Some multiplication formulas in queer $q$-Schur superalgebras (2308.02112v1)

Abstract: Building on the work [18], where some standard basis for the queer $q$-Schur superalgebra $\mathcal{Q}q(n,r;R)$ is defined by a labelling set of matrices and their associated double coset representatives, we investigate the matrix representation of the regular module of $\mathcal{Q}_q(n,r;R)$ with respect to this basis. More precisely, we derive explicitly (resp., partial explicitly) the multiplication formulas of the basis elements by certain even (resp., odd) generators of a queer $q$-Schur superalgebra. These multiplication formulas are highly technical to derive, especially in the odd case. It requires to discover many multiplication (or commutation) formulas in the Hecke--Clifford algebra $\mathcal{H}{r,R}^c$ associated with the labelling matrices.
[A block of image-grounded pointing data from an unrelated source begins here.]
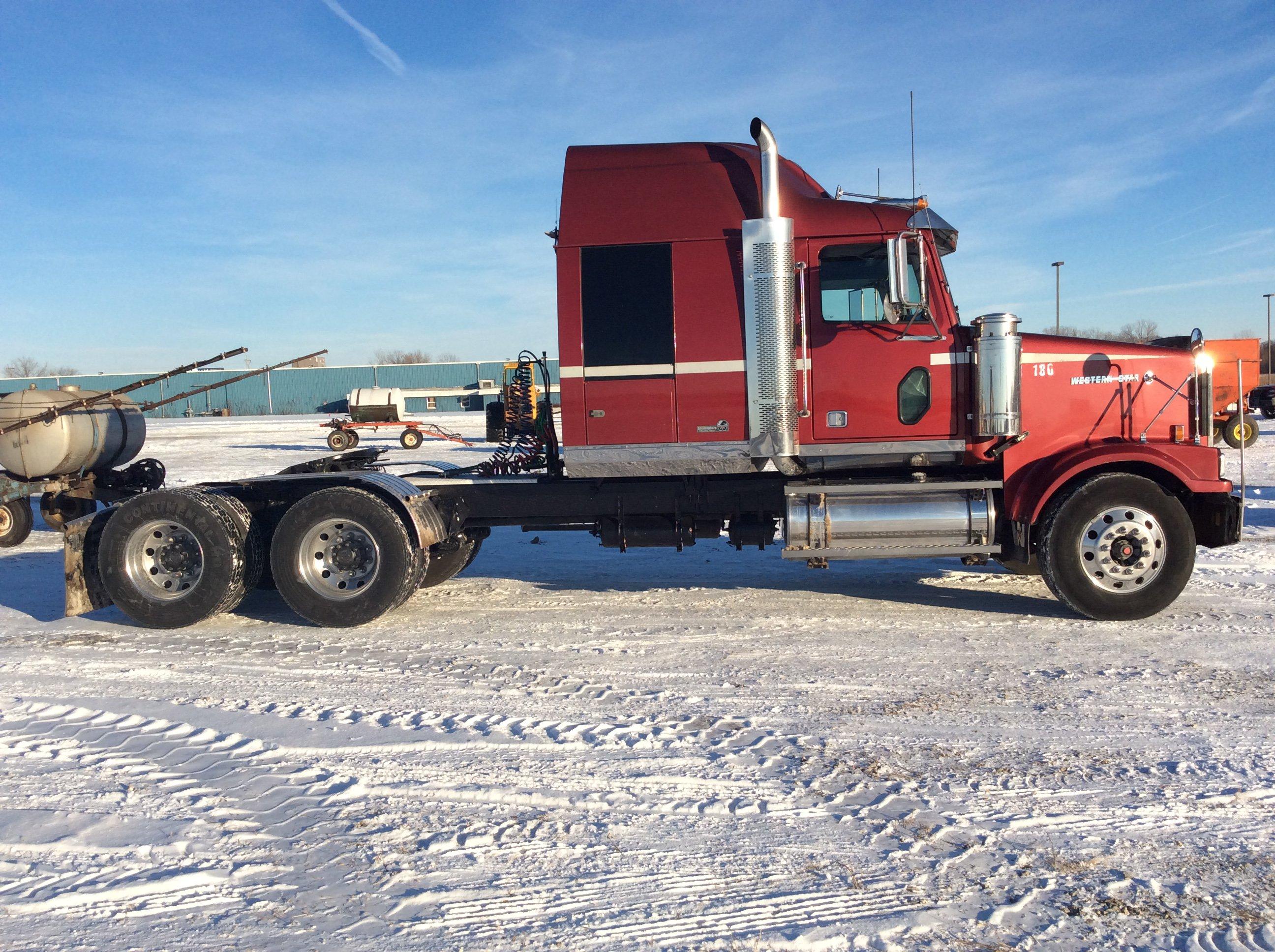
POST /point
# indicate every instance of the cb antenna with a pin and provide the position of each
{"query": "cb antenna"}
(912, 125)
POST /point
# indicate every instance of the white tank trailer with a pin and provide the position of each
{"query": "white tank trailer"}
(93, 438)
(376, 404)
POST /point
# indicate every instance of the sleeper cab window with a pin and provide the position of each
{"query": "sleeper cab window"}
(854, 282)
(626, 306)
(913, 395)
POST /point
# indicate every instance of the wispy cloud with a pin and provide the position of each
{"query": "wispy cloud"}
(373, 42)
(1258, 101)
(1244, 241)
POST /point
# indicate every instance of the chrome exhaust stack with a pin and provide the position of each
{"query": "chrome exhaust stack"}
(769, 317)
(998, 376)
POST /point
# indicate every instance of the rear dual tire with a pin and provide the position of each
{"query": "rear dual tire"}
(175, 557)
(342, 557)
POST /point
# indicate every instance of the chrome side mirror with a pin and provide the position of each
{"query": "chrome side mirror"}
(898, 253)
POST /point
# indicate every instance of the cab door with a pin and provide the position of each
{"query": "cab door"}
(871, 380)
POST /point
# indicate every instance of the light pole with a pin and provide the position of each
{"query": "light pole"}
(1058, 296)
(1269, 369)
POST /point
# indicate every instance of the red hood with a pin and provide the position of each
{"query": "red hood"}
(1103, 357)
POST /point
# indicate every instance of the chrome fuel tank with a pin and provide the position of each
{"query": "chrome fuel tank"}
(878, 520)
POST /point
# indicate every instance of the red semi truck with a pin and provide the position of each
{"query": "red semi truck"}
(744, 354)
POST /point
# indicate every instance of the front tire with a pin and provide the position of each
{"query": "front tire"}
(173, 557)
(1240, 430)
(1116, 547)
(16, 522)
(343, 557)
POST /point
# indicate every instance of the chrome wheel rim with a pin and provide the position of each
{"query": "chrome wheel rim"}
(338, 559)
(1123, 550)
(164, 560)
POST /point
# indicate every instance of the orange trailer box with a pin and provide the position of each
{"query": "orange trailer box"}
(1226, 356)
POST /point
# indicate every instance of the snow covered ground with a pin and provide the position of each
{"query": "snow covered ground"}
(572, 748)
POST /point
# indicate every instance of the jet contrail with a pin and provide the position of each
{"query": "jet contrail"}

For example, for a given such a labelling matrix $A^{!\star}$, there are several matrices $w(A)$, $\sigma(A), \widetilde A$, and $\widehat A$ associated with the base matrix $A$ of $A^{!\star}$, where $w(A)$ is used to compute a reduced expression of the distinguished double coset representatives $d_A$, and the other matrices are used to describe the permutation $d_A$ and the SDP (commutation) condition between $T_{d_A}$ and generators of the Clifford subsuperalgebra. With these multiplication formulas, we will construct a new realisation of the quantum queer supergroup in a forthcoming paper [13], and to give new applications to the integral Schur--Olshanski duality and its associated representation theory at roots of unity.